Shares of apparel retailer Gap (NYSE:GPS) were up this morning in heavy trading following the release of strong September sales. Double-digit same-store sales gains in all three key divisions offer further indication that the would-be fashion dictator is serious about getting back on track from a fashion and marketing perspective.

LouAnn Lofton gave the company a high five for its second-quarter performance in August. This has proven important in a slow economy -- particularly for mass-market retailers like Gap, as customers have focused on staple items, hurting companies that over-marketed fashion items. (This clearly impacted Gap Kids competitor The Children's Place (NYSE:PLCE), another company we examined today.)

When considering Gap, however, it pays to revisit the arguments cited when our Rule Maker Portfolio made the painful decision to sell the stock. Particularly convincing was a deteriorating Flow Ratio, which reflects how well a company manages its working capital.

Ideally, the Flow Ratio comes in below 1.0, meaning the company is delaying more of its own payments than it carries in inventory and unpaid bills. (More on the "Flowie" and how it's calculated is available in our archive.) When the Rule Maker sold, Gap had consistently come in above the cutoff of 1.25 for several quarters running.

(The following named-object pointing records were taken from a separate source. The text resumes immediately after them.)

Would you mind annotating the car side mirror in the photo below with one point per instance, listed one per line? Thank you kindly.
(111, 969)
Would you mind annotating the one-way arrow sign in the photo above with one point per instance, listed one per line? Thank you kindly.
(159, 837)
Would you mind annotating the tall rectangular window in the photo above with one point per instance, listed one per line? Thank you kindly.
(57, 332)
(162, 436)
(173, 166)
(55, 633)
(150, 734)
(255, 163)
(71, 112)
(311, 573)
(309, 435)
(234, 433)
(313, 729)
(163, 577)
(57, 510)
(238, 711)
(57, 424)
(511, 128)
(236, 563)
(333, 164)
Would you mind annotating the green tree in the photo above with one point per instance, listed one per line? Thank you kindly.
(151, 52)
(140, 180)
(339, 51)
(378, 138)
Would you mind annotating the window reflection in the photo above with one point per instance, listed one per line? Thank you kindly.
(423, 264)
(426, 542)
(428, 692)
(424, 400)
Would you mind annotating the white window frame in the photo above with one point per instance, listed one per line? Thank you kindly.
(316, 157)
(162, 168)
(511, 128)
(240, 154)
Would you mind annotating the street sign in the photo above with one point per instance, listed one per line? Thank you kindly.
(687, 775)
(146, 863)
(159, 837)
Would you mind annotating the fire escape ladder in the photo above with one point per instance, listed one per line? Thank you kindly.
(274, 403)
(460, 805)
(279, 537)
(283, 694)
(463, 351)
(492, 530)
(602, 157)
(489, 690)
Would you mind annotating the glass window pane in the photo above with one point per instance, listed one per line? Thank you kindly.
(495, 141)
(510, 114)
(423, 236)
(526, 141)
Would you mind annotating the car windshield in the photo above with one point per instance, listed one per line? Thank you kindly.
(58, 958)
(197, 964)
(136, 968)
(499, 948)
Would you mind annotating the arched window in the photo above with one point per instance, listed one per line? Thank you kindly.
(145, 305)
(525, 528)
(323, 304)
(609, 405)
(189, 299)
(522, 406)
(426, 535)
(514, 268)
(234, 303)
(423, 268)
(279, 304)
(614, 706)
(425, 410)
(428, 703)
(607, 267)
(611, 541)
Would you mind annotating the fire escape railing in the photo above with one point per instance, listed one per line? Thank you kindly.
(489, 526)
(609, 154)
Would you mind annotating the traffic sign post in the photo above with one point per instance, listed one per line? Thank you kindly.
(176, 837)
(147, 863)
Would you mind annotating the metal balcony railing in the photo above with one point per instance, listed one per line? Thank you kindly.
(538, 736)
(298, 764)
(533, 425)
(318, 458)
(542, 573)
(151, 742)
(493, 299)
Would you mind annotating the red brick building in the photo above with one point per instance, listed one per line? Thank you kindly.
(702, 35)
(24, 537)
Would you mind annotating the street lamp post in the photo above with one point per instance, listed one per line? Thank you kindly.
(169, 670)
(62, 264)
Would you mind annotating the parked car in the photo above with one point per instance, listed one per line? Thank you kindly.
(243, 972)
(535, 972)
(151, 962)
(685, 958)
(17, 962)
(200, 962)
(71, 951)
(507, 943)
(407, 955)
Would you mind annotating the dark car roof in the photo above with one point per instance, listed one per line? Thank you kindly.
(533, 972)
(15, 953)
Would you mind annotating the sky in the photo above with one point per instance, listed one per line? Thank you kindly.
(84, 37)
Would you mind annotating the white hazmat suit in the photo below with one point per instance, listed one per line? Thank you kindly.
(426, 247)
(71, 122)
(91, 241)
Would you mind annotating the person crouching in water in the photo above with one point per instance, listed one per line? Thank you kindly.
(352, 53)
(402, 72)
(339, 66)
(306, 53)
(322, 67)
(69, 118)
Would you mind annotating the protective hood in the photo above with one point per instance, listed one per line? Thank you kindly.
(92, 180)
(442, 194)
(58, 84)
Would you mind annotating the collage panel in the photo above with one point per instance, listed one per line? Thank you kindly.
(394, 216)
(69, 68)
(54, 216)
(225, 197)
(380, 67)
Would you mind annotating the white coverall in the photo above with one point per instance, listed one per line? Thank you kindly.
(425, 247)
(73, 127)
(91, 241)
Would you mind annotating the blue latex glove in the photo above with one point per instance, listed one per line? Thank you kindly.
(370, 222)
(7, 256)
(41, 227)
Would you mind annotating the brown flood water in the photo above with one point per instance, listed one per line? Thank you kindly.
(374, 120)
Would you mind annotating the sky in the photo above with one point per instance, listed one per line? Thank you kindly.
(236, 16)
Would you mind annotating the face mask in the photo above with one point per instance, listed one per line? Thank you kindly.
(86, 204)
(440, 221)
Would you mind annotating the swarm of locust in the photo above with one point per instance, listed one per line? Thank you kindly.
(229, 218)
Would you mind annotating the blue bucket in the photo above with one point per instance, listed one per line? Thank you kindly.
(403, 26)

Things have looked much better over the last six quarters, according to data from Multex Investor and Gap's SEC filings. The Flow Ratio has come in at 1.27 or better in all six, generally coming in near -- and in one case, even below -- the "magic" 1.0.

That's another good sign from this company on the mend -- and another reason investors should look forward to the balance sheet data in the second-quarter 10Q, as well as the company's third-quarter earnings.